The final articles of surrender were signed on October 13, 1710. They decreed, among other things, that inhabitants of Port Royal "within cannon shot of the fort...shall remain upon their estates, with their corn, cattle, and furniture...they taking the Oaths of Allegiance and Fidelity to Her Sacred Majesty of Great Britain."
The banner of France was raised for the last time at Port Royal at sunrise on Thursday, October 16, 1710. Midway through the morning, French officials and soldiers and their families, 258 people, paraded from the little fort, boarded British ships, and sailed for home. As they left, British and American troops and officers marched into the fort, hoisted the Union Jack, toasted Queen Anne, and gave the town her name. It has been Annapolis Royal since then.
In 1713, the Treaty of Utrecht ended the War of Spanish Succession in Europe. It ceded Acadie and Newfoundland to England. This time it stayed in British hands.

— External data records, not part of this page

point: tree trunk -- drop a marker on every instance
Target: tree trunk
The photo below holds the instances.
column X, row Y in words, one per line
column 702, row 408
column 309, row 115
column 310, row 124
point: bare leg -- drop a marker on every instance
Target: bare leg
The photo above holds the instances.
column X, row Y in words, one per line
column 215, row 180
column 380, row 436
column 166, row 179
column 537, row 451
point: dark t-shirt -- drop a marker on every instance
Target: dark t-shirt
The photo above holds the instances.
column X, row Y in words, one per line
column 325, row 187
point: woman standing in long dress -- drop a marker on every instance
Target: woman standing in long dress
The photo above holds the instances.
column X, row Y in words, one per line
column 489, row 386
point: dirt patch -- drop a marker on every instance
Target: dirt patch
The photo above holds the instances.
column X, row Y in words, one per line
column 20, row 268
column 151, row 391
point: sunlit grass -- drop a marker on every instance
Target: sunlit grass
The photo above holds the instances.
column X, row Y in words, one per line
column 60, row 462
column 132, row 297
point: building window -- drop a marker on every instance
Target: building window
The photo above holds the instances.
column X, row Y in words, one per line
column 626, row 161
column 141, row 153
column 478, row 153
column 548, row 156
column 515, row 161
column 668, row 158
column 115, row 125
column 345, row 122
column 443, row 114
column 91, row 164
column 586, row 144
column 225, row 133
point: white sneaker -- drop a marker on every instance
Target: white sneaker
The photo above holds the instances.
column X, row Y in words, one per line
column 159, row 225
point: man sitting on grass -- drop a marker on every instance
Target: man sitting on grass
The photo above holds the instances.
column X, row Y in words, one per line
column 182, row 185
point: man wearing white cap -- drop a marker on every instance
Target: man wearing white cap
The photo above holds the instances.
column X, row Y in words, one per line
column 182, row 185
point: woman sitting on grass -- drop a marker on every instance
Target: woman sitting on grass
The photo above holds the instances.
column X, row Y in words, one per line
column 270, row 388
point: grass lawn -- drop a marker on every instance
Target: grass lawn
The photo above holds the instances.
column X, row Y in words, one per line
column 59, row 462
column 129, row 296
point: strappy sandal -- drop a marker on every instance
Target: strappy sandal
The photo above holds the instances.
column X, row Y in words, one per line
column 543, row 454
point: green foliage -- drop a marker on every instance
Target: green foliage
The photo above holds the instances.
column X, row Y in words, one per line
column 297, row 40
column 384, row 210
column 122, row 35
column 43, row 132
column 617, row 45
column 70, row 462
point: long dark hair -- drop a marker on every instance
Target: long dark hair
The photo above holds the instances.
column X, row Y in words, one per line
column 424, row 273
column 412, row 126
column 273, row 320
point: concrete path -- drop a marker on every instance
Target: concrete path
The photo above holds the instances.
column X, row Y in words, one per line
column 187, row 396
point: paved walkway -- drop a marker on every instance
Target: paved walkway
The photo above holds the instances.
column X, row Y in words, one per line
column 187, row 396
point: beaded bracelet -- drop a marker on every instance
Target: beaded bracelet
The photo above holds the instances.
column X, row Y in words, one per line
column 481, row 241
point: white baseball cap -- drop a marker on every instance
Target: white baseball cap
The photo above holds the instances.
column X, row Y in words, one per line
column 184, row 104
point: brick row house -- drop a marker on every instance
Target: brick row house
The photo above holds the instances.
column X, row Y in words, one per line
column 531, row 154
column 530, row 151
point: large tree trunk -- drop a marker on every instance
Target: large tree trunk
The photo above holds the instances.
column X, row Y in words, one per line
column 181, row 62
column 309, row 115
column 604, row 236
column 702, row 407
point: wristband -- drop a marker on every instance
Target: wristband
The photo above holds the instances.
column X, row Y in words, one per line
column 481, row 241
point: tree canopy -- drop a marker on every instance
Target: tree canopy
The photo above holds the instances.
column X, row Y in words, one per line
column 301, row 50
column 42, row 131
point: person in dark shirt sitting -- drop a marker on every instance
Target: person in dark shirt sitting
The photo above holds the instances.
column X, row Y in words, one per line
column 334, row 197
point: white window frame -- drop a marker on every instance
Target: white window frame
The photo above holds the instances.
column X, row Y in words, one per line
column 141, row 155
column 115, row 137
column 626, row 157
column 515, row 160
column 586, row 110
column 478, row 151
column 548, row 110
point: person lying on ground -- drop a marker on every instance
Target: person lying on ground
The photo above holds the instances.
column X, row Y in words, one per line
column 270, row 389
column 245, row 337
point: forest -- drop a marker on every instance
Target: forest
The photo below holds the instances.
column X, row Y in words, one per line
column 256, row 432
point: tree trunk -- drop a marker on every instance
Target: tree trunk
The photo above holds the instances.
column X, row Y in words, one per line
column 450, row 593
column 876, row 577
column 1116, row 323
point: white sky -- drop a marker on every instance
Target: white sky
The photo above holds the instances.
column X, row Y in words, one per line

According to the language of the treaty, "...all Nova Scotia or Acadie, with its ancient Boundaries; as also the City of Port Royal, now called Annapolis Royal, and all other things in those Parts, which depend on the said Lands and Islands; together with the Dominion, Propriety, and Possession of the said Islands, Lands, and Places; and all Right whatsoever, by Treaties, or by any other way obtained, which the most Christian King, the Crown of France, or any of the Subjects thereof, have hitherto had to the said Islands, Lands, and Places, and the Inhabitants of the same, are yielded and made over to the Queen of Great Britain and to her Crown for ever."